Quite true, but that happened only once.....Sesquicentennial of America with then siting president Coolidge and Washington pictured (displayed?) on the obverse of the coin. I doubt it will happen again.
But the thing is... if it happened for the 150th... all the more reason it will happen for the 250th. It's just a number but 250 is a big deal. I'm not commenting on whether or not I want it either way, just pointing out the significance.
I am picturing many of them counter stamped in the future. I just see it as more overpriced garbage coming out of the mint.
200 was a bigger deal but I don’t recall Gerald Ford putting himself on a coin. Not good timing I guess.
See Eunice Shriver - 1995 Special Olympics dollar, Carter Glass - Lynchburg Sesquicentennial half dollar, Thomas Kilby - Alabama Centennial half dollar, Calvin Coolidge - United States Sesquicentennial half dollar, Joe T Robinson - Arkansas Centennial half dollar, Nancy Reagan - First Spouse $10 Gold.
Thanks for pointing these out, quite a few exceptions to the rule. Congress creates a lot of these and I’m guessing the Trump coin is probably now a done deal.
Nancy Reagan - alive when approved, designed and I think when struck but died right before official release.
Exceptions can always be made, and they often have been. Calvin Coolidge is the only president so far on a coin while still alive, but Eunice Shreiver and whoever the governor of Alabama was in 1921 were on commemorative coins while still alive too. (Edit: I see someone above caught all the others. Nancy Reagan was technically still alive when her first lady coin was designed, but she died shortly before it was actually released. Point is though, exceptions can be made, and they have been a few times.) Technically it could be argued that as long as the coin fit the legislation it could be made; the legislation only says something about a "1 dollar coin emblematic of the 250th anniversary" and technically speaking, this fits the bill. Trying to avoid saying anything "political" about the person proposed to be depicted on this coin, I think it's OK for me to say I find it odd they'd depict both the living, and the current, president on it. The reverse design looks OK but not a huge fan of the obverse design. If it does get made I will save at least one though. For the novelty if nothing else.
That's the only time so far a living president has been on a coin, but there are many other people that have been depicted on coins while still alive.

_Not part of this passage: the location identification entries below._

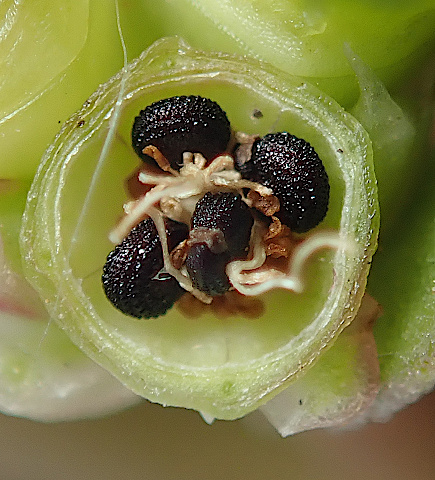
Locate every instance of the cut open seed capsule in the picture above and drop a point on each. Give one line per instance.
(223, 368)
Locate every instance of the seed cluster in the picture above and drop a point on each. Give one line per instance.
(201, 206)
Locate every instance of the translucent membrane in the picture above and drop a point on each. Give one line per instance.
(225, 367)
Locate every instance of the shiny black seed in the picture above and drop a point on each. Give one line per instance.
(221, 229)
(293, 170)
(182, 124)
(133, 276)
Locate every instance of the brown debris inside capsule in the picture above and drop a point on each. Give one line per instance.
(232, 303)
(266, 204)
(278, 240)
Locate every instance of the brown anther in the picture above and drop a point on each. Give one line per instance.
(278, 240)
(266, 204)
(158, 156)
(178, 254)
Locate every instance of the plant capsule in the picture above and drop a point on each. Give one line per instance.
(182, 124)
(292, 169)
(221, 228)
(133, 277)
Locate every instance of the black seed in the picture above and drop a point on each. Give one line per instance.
(293, 170)
(133, 278)
(182, 124)
(221, 229)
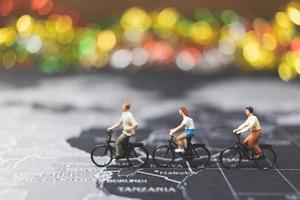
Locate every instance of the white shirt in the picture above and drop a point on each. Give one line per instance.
(251, 124)
(127, 120)
(188, 122)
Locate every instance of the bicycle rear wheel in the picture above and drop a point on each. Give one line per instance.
(230, 158)
(102, 155)
(200, 157)
(138, 156)
(163, 156)
(267, 160)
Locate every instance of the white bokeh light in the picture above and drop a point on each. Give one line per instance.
(121, 58)
(185, 61)
(139, 56)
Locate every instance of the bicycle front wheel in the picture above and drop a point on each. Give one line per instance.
(200, 157)
(267, 160)
(101, 155)
(163, 156)
(230, 158)
(138, 156)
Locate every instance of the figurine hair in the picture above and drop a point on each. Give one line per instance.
(184, 110)
(127, 105)
(250, 109)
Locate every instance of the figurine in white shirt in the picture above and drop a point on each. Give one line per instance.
(129, 125)
(188, 125)
(253, 126)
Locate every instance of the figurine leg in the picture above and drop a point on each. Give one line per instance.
(119, 142)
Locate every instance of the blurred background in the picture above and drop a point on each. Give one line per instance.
(205, 36)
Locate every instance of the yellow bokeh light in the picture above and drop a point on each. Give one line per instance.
(297, 65)
(293, 11)
(251, 52)
(285, 72)
(283, 20)
(201, 32)
(63, 23)
(25, 23)
(167, 18)
(269, 41)
(8, 36)
(135, 19)
(106, 40)
(66, 37)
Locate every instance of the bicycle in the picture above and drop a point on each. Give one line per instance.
(196, 154)
(135, 153)
(231, 156)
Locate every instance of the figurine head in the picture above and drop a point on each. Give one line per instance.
(183, 111)
(126, 106)
(249, 110)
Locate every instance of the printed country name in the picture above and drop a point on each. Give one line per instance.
(164, 172)
(66, 177)
(147, 189)
(126, 181)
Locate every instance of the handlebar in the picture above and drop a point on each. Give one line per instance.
(238, 137)
(109, 133)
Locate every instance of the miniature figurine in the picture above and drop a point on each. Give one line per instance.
(186, 123)
(129, 125)
(251, 124)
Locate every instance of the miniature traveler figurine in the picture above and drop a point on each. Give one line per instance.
(186, 123)
(252, 125)
(129, 125)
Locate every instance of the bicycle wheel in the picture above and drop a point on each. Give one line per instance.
(230, 158)
(138, 156)
(267, 160)
(102, 155)
(200, 157)
(163, 156)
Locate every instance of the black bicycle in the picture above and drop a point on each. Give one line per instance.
(232, 156)
(197, 155)
(135, 153)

And trying to continue in the same vein, I find it not surprising that current leaders and appointees would make this choice.
In the end, I collect coins largely because they're artifacts of history, and if it's history I was actually around to see, I'll collect that too. It's neither a positive nor a negative comment on the historical subject of the coin for me. So... if this comes to be, as weird as I think it is, I'd keep at least one. Because what are current events and people if not future history?